- Born: Rose Cecilia Clayton 25 January 1960 (age 66)
- Education: Butterstone House School Heathfield School, Ascot
- Occupation: Polar explorer
- Spouse: William Stancer ​(m. 1993)​
- Children: 1
- Website: www.rosiestancer.com

= Rosie Stancer =

British explorer and polar adventurer (born 1960)

Rose Cecilia "Rosie" Stancer (née Clayton; born 25 January 1960) is a British explorer and polar adventurer, and a female-line second cousin of King Charles III of the UK.

== Youth, education, family ==
Rosie Stancer attended Butterstone House School in Scotland and then Heathfield School, Ascot. She holds an honorary degree from the University of Essex. She is a Fellow of the Royal Geographical Society.

Stancer is the daughter of Lady Mary Cecilia Leveson-Gower (1917–2014) and Sir Samuel Clayton. Her maternal grandparents were Rose Leveson-Gower, Countess Granville (an elder sister of Queen Elizabeth the Queen Mother), and William Leveson-Gower, 4th Earl Granville, naval commander, making her a second cousin of King Charles III. Her paternal grandfather was Brigadier-General Sir Gilbert Falkingham Clayton, British Army intelligence officer and colonial administrator. Both her grandfathers died before she was born.

On 9 July 1993, she married William Wordie Stancer, with whom she has one son Jock Stancer. Her husband’s grandfather was, like Stancer herself, a polar explorer James Wordie.

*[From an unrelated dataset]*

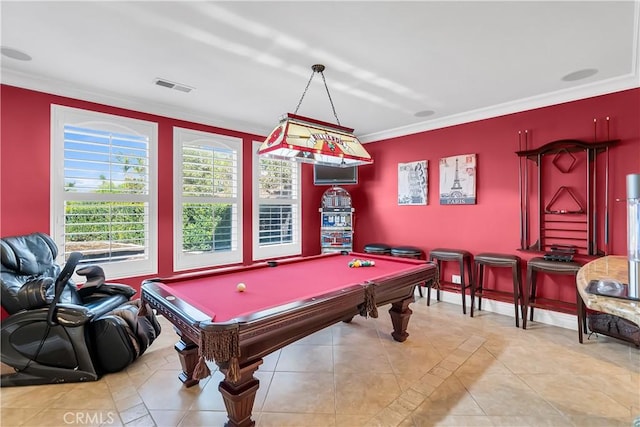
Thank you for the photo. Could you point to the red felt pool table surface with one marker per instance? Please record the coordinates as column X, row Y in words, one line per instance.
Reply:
column 216, row 295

Her own grandfather, 4th Earl Granville, had polar ambitions too, but was deemed too tall.

== Expeditions ==

===McVities All Women’s Penguin Polar Relay 1997===
In 1997, Stancer was one of 20 amateur women selected for a place on the first all women's expedition to the North Pole, The 'McVities Penguin Polar Relay'. A relay of five teams hauled sleds of up to 150 lbs across 500 mi of shifting pack ice in temperatures down to minus 40 °C. After 73 days, the final relay group made it to the North Pole.

===M&G ISA South Pole Expedition 1999===
In 1999, Stancer and four others from the first expedition organised and managed their own expedition to the South Pole, The 'M&G ISA Challenge'. Without guides, and with one re-supply, they completed the 700 mi journey from the edge of Antarctica to the South Pole in 61 days. Meteorological data was gathered en route and submitted to the Omega Foundation.

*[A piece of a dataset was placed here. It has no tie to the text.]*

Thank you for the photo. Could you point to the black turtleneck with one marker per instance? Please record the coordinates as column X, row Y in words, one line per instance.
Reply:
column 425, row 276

===Snickers South Pole Solo 2004===
In the Austral summer of 2003–4, Stancer skied solo and without re-supply to the South Pole on the 'Snickers South Pole Solo 2004' expedition. Hauling a sledge more than twice her body weight for over 700 mi, Stancer reached the Pole in 43 days 23 hours, a day longer than Fiona Thornewill who reached the South Pole a few days before Stancer. During the expedition Stancer gathered both meteorological and physiological data.

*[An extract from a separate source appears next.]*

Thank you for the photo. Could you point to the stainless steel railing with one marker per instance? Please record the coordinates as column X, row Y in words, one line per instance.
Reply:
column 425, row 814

===Mars North Pole Solo 2007===
In 2007, Stancer attempted to become the first woman to trek solo to the Geographic North Pole. She battled record weather conditions and had to self-amputate two of her frostbitten toes. At the final resupply with 89 nautical miles left, she made the difficult decision to stop the expedition because her pilots would not be able to pick her up at the North Pole. Having traveled 426 nautical miles in 84 days, Stancer was still able to set the world record for furthest solo female expedition to the north. This attempt might be a “World Last”.

===The Long Haul Expedition 2019===
In 2019, Stancer joined Mike Laird on concurrent solo expeditions across Siberia’s Lake Baikal, the world’s largest, deepest, oldest freshwater lake. Pulling sledges and without resupply, they traveled solo across the ice using spikes and skis. They traveled in opposite directions, with Stancer starting from the south and Laird from the north. Their routes reached the most westerly, southerly, easterly, and northerly points of the lake, which had never been done before in one expedition. Completing over 700 km in 21 days, Stancer set the record. This expedition was carried out in support of the charity Veterans Aid.

===Monarch's Way (2020)===
Stancer walked the Monarch's Way in England in 2020.

===Desert Trilogy (2020s)===
In 2021 Stancer began a 'desert trilogy', travelling across the Aralkum in 2021 and the Sinai Peninsula in 2023; she travelled with Pom Oliver, Arabella Dorman and Lee Watts.

== Charities ==
Stancer is an honorary board member for the charity Special Olympics GB, which seeks to provide sports training and competition in a variety of Olympic-style events for people with learning disabilities.

== Awards ==
Stancer was awarded an honorary fellowship from the Polar exploration society. She also received the Mirror award and is an Honorary Advisor to the Scientific Exploration Society.